5 Things to Know About Performance-Related Pay

After years of salary ranges and pay caps, many public and private sector companies are looking at Performance-Related Pay as a tool to increase productivity. The programs are being used to spur on higher sales numbers and a greater number of new clients as well as to increase the effectiveness of education. That makes sense when you realize that many managers who are at the top of the salary range for their positions are still doing an outstanding job and should be rewarded. It also makes sense that a little “friendly rivalry” between employees might lead them to try harder to meet or exceed goals. Here are five things that you should know about P4P or Performance-Related Pay programs.

Not Just Salary-Based

Rewards for outstanding job performance are not always salary increases. In fact, one theory, according to the Economist.com, is that these compensations must be kept separate from the regular salary so that the employee understands it is not guaranteed. Workers may receive a gift card, a trip for exceeding productivity standards, or stock shares in the company. Other sources, though, argue that a monetary reward is the best motivator and that salary increases are the most highly-effective means of reward. A reward that can reap future benefits such as an increase in salary attracts the most favorable response.

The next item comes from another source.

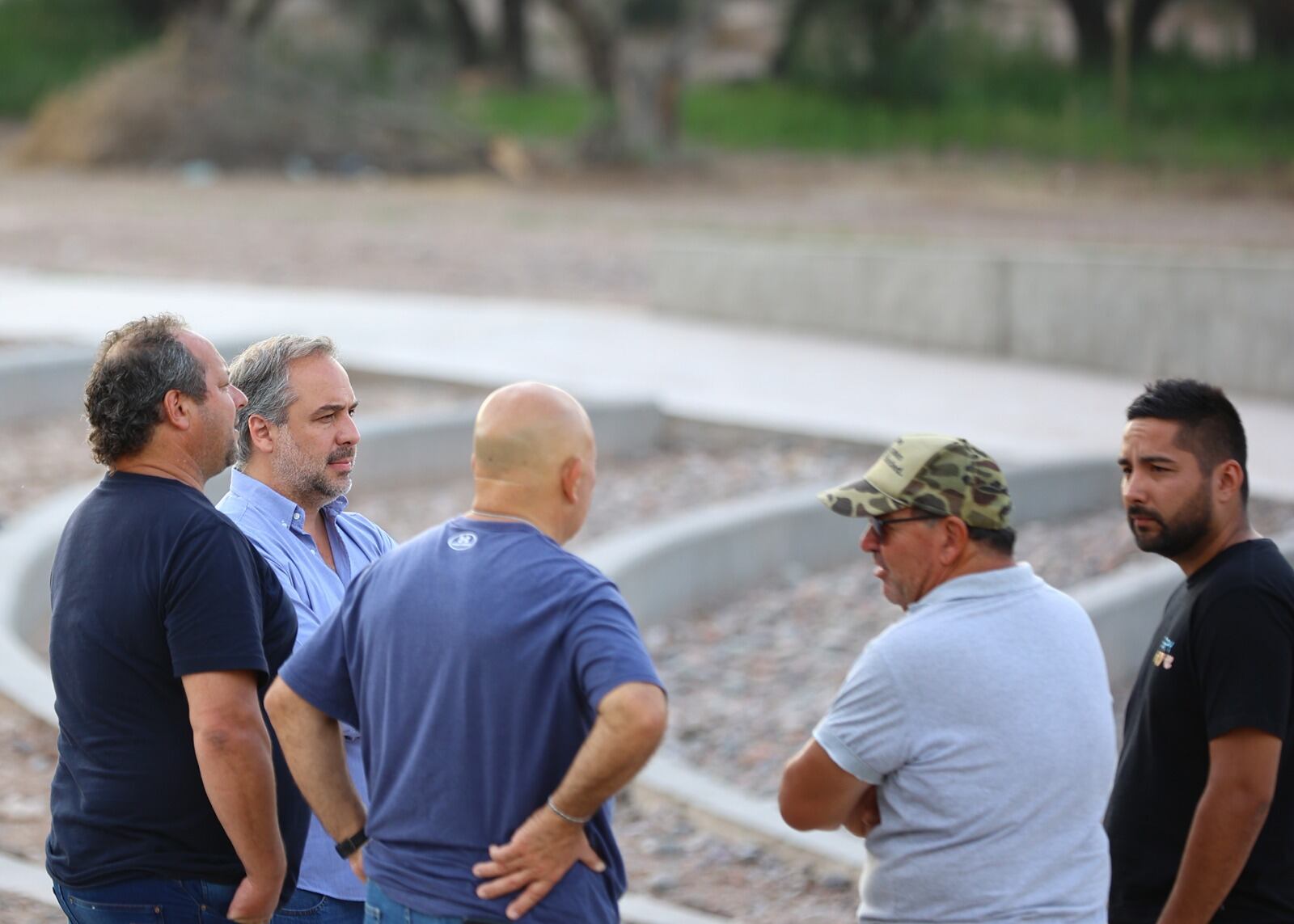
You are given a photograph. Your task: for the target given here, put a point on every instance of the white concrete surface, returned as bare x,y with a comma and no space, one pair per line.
705,370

P4P Programs Increase Competition Between Workers

That fact may be positive or negative. Of course, the quest for a “prize” may spur employees to compete with one another, but that may also result in conflict between them and in loss of motivation for those individuals who are not able to meet the criteria for the reward. In other words, setting up a compensation “game” may bring out the sore losers in employees. The competition may also destroy employee ability to function as a team.

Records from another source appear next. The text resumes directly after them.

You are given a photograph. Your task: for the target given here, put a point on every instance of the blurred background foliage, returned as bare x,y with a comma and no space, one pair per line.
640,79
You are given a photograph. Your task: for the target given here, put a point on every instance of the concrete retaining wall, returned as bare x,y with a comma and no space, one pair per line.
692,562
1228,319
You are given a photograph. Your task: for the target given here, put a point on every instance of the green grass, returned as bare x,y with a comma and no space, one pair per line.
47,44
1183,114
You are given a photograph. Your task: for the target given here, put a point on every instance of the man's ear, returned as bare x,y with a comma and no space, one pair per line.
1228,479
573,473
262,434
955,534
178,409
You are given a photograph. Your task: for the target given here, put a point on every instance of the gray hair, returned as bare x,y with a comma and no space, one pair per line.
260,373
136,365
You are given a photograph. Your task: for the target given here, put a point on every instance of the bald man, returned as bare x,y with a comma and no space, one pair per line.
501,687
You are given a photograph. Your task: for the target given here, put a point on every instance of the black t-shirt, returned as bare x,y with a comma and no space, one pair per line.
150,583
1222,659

The Programs May Help Corporations Attract Talented Applicants

While this is true, the attraction and retention of quality employees depends upon the programs being consistent and objective. Smallbusiness.chron.com points out that skilled employees understand their worth and are apt to apply to corporations with rewards programs. For those incentives to result in retention and in permanently-improved performance, however, the incentives must be long-term and consistent. One of the problems with these programs is that they don’t work unless they are clearly defined and communicated. There has to be an objective means of determining what constitutes outstanding behavior, such as quotas or other measurable criteria.

The P4P Programs are Not Utilized for All Employees

Generally, clerical workers or people who do manual labor are not included in this type of incentive program. Corporations reserve the incentives for management. In 1989, a study found that 44 percent of companies had a P4P program available to upper and mid-level management. Increasingly, the programs are being used as an incentive program for educators. That is a change from a history of salary based on years of service and education level. The trend in many states is toward rewarding teachers based on increases in student performance on exams.

The Programs May Not Be as Effective as Thought

As mentioned, performance does not always remain high once the reward is attained. There must be consistency and objectivity in setting goals and in evaluating employees in accordance with meeting the goals. In the case of teachers, a study by the Rand Corporation found that P4P did not produce the desired effects. For one thing, student scores did not rise the way schools anticipated they would. The programs did not affect teachers’ attitudes or teaching methods either. Accomplishments for which teachers were rewarded were ephemeral.

It may be that these types of programs are not universally successful in all types of jobs. It may also be that their effectiveness cannot be accurately assessed because some subjectivity is always present in human interactions. In any case, it is apparent that Performance-Related pay may not be a useful motivational tool in all forms of employment.